The obvious follow-up line to that is this: How many Bubbas have Escalades?
But beyond his celebrity and materialistic quirks, he gets money to good places.
A hundred replicas of the white shirt with pink stitching on the chest and shoulders that Watson wore for all four rounds at the Masters this year are on sale at travismathew.com for $200. As soon as 100 were sold, golf clothing line Travis Mathew was to donate $50,000 to Fresh Start, an organization providing cosmetic reconstructive surgery for children with physical defects.
Watson's agent told the Augusta Chronicle his client's goal is to raise $1 million for charities involving cancer research, military causes, and helping children. Now he has a green jacket to use as a big hammer for fundraising.
Speaking of helping kids, Watson and his wife adopted a month-old boy named Caleb two weeks ago. That's a lot more than putting your money where your mouth is located.
My first encounter with Watson was in 2007 at the John Deere Classic. He had a special press conference to announce his own clothing line, available through discount clothing store chain Steve & Barry's.
The company went bankrupt and out of business the next year, but that's not important here. I always remembered what Watson said then and how he reacted when he talked about the pride he had in his new venture with its reasonable prices for the public, and the roots from which he came.

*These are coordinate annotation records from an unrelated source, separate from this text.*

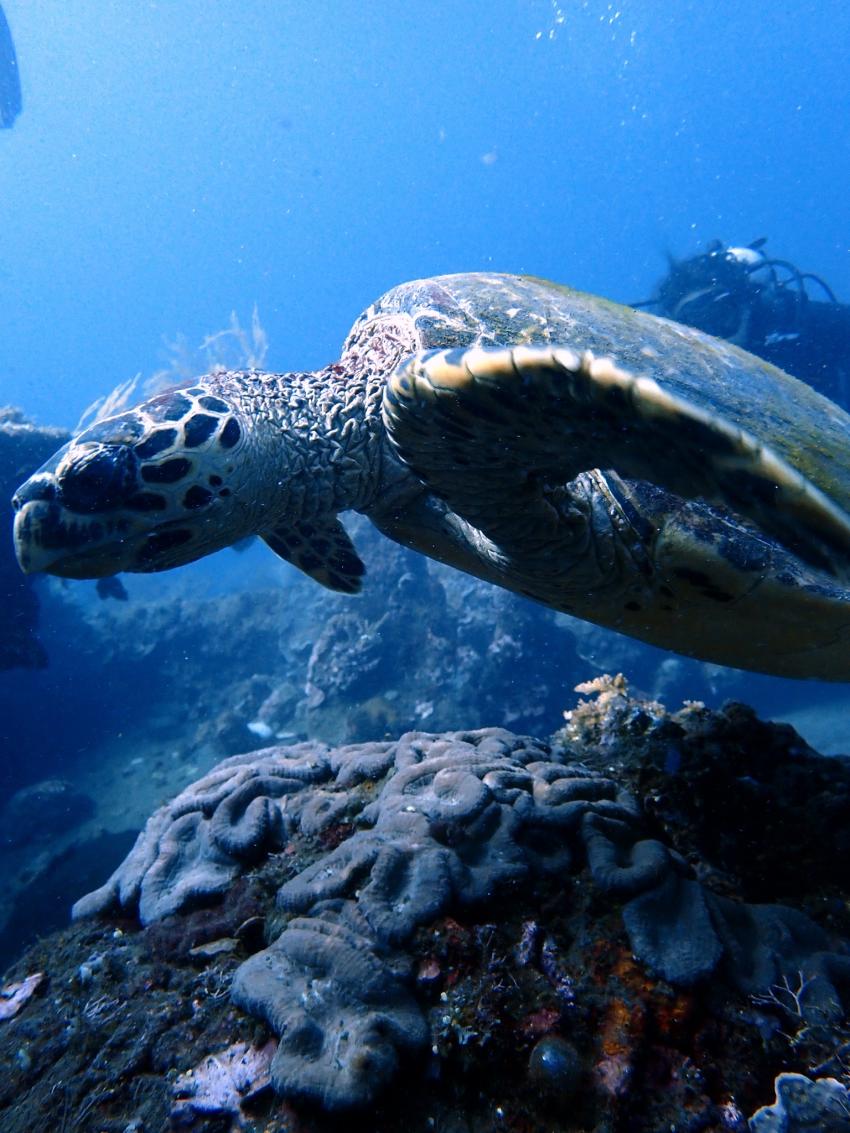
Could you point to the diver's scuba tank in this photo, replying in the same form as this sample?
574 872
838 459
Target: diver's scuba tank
766 306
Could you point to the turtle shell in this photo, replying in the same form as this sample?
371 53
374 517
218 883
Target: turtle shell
805 428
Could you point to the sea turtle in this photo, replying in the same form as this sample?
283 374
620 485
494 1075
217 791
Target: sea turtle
609 463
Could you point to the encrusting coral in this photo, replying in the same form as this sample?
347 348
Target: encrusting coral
432 825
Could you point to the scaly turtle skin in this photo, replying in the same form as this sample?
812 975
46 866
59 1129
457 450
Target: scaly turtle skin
612 465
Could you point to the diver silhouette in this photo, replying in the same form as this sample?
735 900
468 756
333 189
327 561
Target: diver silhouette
9 78
766 306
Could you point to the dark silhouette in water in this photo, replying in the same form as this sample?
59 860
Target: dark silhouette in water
765 306
9 78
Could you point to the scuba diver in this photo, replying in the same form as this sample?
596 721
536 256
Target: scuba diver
766 306
9 78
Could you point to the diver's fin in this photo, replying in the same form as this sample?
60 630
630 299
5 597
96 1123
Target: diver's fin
322 550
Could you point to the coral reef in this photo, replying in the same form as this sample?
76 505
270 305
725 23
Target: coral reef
24 448
460 930
805 1106
435 824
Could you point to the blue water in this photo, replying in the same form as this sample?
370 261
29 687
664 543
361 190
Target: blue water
178 160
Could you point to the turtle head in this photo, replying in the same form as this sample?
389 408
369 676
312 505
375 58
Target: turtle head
146 490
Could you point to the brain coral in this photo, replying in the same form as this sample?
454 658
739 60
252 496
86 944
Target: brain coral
438 823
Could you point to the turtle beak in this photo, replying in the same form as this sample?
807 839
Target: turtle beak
48 538
52 537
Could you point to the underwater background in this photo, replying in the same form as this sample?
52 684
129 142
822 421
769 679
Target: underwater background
179 161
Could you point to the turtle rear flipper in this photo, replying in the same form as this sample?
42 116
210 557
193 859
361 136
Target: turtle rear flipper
489 429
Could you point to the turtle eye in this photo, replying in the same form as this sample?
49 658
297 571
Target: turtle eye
98 480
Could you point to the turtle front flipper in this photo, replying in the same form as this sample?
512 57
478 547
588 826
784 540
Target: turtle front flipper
321 548
490 431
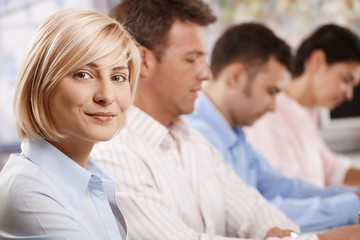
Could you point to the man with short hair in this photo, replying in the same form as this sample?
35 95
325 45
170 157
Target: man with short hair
172 183
250 65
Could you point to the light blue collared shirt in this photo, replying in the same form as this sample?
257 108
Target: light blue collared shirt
46 195
312 208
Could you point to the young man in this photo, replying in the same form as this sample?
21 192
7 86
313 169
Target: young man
325 72
172 182
250 64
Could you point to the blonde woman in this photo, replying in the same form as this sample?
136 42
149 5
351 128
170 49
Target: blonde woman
74 88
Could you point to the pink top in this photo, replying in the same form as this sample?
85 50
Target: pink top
291 141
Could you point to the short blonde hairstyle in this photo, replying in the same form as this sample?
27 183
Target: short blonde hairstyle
67 40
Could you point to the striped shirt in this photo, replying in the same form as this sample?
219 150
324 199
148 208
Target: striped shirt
174 185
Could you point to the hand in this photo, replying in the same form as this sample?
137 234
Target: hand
277 232
350 232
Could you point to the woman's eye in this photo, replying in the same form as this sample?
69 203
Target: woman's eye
82 75
119 78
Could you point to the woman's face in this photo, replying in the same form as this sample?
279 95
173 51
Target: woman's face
89 104
336 83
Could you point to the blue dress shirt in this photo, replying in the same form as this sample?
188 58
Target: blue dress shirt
311 207
46 195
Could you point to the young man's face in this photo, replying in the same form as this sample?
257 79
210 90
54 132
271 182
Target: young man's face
178 75
336 83
257 96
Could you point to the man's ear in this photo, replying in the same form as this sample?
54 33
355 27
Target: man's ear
148 60
316 60
236 72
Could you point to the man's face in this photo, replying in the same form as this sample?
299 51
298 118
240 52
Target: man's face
336 83
176 78
257 96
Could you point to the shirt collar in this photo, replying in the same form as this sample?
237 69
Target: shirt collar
205 109
151 131
69 177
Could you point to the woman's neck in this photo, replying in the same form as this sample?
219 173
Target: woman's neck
301 90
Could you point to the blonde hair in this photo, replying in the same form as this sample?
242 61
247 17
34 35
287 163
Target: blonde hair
67 40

“From back in Florida, you know, growing up,” Watson said, “my parents said if I'd go to school and try hard, I would never have to get a job, that they would make sure I didn't have a job. I would just try to get good grades and graduate school.
“And then golf came into my life at age 6 and I have been playing ever since. My parents said if you work hard at golf and practice and you keep showing us effort, we'll make sure you have everything you need to play golf and perform.
“So my mom had a paper route at - probably my 10th-grade year. It's hard to talk about. ... I don't like to talk about it,” he said, choking up. “She worked hard to support me and show me the ways that I should support my family and my kids to come, as many sacrifices as her and my dad made. It was just hard.
“I had the high school teachers telling me I couldn't graduate high school, couldn't make it in college, couldn't make it in golf, there's only certain people that can make it in professional sports.”
Watson graduated high school, went to a junior college, then transferred to the University of Georgia. His high school teachers were only right about that last thing. Only certain people can make it in pro sports.
Like someone who has never had a swing coach, but has a 316.9-yard driving average, 10 yards longer than anyone else on the PGA Tour. But he's also first on the Tour in greens in regulation.
As the man showed on his shot off pine straw in the woods to within 10 feet of the cup on the second and deciding playoff hole (No. 10), Watson has a lot more game than gripping and ripping.
Making four straight birdies from Nos. 13 to 16, that was championship stuff all the way. It took superb play down the stretch from Louis Oosthuizen to force Watson into a playoff.
Oosthuizen leaves here without a green jacket, but with his name etched in golf lore for a double-eagle Sunday at the par-5 No. 2, only the fourth “albatross” in Masters history.
But even that couldn't beat a guy from Bagdad named Bubba, a guy who has never had a formal golf lesson, a guy who apparently has a heart as big off the course as it is on it.
In the words of John Mellencamp, ain't that America? Big pink drivers for you and me.